The Quantity index numbers study the changes in the volume of goods produced consumed, exported/imported in the current period as compared to base period. Prices are the weights in quantity index number.

Weighted Aggregative quantity Index numbers:

1. LASPEYRE’S Quantity index number:- In this method the base year prices (p_{0}) are taken as weights.

Q_{01} = \(\frac{\sum q_{1} p_{0}}{\sum q_{0} p_{0}}\) × 100

2. PAASCHE’S Quantity index number:- In this method the current year quantities (p_{0}) are taken as weights.

Q_{01} = \(\frac{\sum q_{1} \mathrm{P}_{1}}{\sum q_{0} \mathrm{P}_{1}}\) × 100

3. MARSHALL-EDGEWORTH’S Quantity index number:- In this method the arithmetic mean of base year (p_{0}) and current year quantities (p,) are taken as weights.

Q_{01} = \(\frac{\sum q_{1} p_{0}+\sum q_{1} p_{1}}{\sum q_{0} p_{1}+\sum q_{0} p_{1}}\) × 100

4. DORBISH BOWLEY’S Quantity index number: – Here ‘arithmetic mean of has Laspeyre’s and Paasche’s quantity indices are considered in the formula’ ie D – B = \(\frac{\mathrm{L}+\mathrm{P}}{2}\)

Q_{01} = \(\frac{1}{2}\left[\frac{\sum q_{1} p_{0}}{\sum q_{0} p_{0}}+\frac{\sum q_{1} p_{1}}{\sum q_{0} p_{1}}\right]\) × 100

5. FISHER’S Quantity index number: – Here ‘geometric means of Laspeyre’s and paasche’s Indices are considered as the method’, ie. F = \(\sqrt{L \times P}\)

Q_{01} \(\left[\frac{\sum q_{1} p_{0}}{\sum q_{0} p_{0}} \times \frac{\sum q_{1} p_{1}}{\sum q_{0} p_{1}}\right]\) × 100

**Tests For Adequacy of Index Numbers:**

The following tests are used to determine the suitability, consistency and reliability of the Index Numbers. They are:

- Unit Test
- Time Reversal Test
- Factor Reversal Test
- Circular Test

1. Unit test:

→ This test requires that the index number used for the construction of index number should be independent of the units (statistical units).

→ This test satisfies by all index number formulae except the simple aggregative of prices index formula.

2. Time Reversal Test: (TRT):

This test requires that the index number computed backwards should be the reciprocal of the index number computed forward, except the factor 100.

i. e. P_{o1} = \(\frac{1}{\mathrm{P}_{10}}\) OR P_{01} × P_{10} = 1 (Except the factor 100)

This test satisfies by Marshall-Edgeworth’s, Fisher’s and Kelly’s index numbers

3. Factor Reversal Test: (FRT):

This test requires that the product of the Price Index number and the Quantity Index number should be equal to the net change in the value taking place between two periods, except the factor 100.

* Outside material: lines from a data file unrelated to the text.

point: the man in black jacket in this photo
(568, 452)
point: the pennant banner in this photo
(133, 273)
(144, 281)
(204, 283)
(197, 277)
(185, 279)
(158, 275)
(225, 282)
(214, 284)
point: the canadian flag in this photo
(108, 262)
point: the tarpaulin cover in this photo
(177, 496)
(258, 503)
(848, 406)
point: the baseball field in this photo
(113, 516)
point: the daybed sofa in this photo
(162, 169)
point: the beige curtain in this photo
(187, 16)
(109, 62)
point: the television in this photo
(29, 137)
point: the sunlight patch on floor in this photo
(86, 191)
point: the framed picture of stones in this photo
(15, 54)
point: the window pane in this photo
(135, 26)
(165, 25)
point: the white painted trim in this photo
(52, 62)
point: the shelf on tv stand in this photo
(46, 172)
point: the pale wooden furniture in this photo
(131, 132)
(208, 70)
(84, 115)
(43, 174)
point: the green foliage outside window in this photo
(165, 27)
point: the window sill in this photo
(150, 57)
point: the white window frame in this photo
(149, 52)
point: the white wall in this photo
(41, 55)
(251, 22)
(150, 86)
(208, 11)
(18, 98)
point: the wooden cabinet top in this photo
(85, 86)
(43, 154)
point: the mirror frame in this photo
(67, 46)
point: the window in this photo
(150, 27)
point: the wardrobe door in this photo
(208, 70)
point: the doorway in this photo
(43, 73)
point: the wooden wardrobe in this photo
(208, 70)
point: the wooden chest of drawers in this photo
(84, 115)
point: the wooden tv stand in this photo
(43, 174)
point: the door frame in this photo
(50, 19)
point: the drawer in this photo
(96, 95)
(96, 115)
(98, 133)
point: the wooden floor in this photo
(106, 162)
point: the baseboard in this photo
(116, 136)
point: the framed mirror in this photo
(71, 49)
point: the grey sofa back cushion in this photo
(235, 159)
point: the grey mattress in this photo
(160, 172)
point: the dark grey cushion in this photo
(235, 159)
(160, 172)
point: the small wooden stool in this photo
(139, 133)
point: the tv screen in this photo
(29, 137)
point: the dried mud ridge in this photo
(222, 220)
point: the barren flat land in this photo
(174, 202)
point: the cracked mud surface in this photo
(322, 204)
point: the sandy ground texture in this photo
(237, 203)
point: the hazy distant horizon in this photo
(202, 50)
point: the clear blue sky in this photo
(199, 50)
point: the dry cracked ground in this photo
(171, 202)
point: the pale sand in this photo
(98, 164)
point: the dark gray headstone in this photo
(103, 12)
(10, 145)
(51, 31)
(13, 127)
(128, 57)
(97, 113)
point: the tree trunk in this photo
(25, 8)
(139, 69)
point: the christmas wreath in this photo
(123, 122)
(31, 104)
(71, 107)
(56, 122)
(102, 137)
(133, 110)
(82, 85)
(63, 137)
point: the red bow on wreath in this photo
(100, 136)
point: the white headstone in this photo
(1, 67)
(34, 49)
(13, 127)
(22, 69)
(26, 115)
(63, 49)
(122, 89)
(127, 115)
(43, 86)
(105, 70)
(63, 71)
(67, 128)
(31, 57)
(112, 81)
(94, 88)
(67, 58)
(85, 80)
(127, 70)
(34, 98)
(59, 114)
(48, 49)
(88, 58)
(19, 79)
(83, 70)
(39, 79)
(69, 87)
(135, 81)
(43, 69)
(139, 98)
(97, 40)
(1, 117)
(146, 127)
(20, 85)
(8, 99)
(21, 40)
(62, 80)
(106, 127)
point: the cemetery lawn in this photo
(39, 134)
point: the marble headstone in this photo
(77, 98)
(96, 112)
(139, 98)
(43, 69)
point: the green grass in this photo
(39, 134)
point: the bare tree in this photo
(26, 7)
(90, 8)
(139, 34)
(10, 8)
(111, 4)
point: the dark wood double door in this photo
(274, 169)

i.e., P_{01} × Q_{01} = \(\frac{\sum p_{1} q_{1}}{\sum p_{0} q_{0}}\) = V_{01} (Expect the factor 100)

This test satisfies only by Fisher’s

4. Circular test: This requires that the index number is to work in a circular manner and this property enables us to find the index numbers from period to period without referring back to the original base each time. For 3 years 0(1998), 1(2005) and 2 (2010):

Circular test is said to be satisfied if: P_{01} × P_{12} × P_{2o} = 1 (Except the factor 100)

Suppose when the test is verified to the simple aggregative method for the three years 0, 1, 2:

P_{01} × P_{12} × P_{2o} = \(\frac{\sum p_{1}}{\sum p_{0}} \times \frac{\sum p_{2}}{\sum p_{1}} \times \frac{\sum p_{0}}{\sum p_{2}}\) × 1

This test is satisfied only by simple geometric mean of the. price relatives and Kelly’s index number.

**Fisher’s method is known as ideal for following reasons:**

- It satisfies both time reversal tests and factor reversal tests
- It is free from bias in use of weights, ie, it takes both current and base year quantities as weights.
- It is based on geometric mean which is considered as the best average.

**Consumer Price Index Numbers**

{Cost of living index number}

→ The general price index number fails to give an idea of the effect of the change in the general price level on the cost of living of different class of people. Also the nature and the consumption of commodities are not same for all class of people.

→ Hence the other method which is suitable to calculate index number for a particular class of people is consumer price index number, also called as the cost of living index number is used “Cost of living index number is the index number of the cost met by a specified class of consumers in buying a basket of goods and services.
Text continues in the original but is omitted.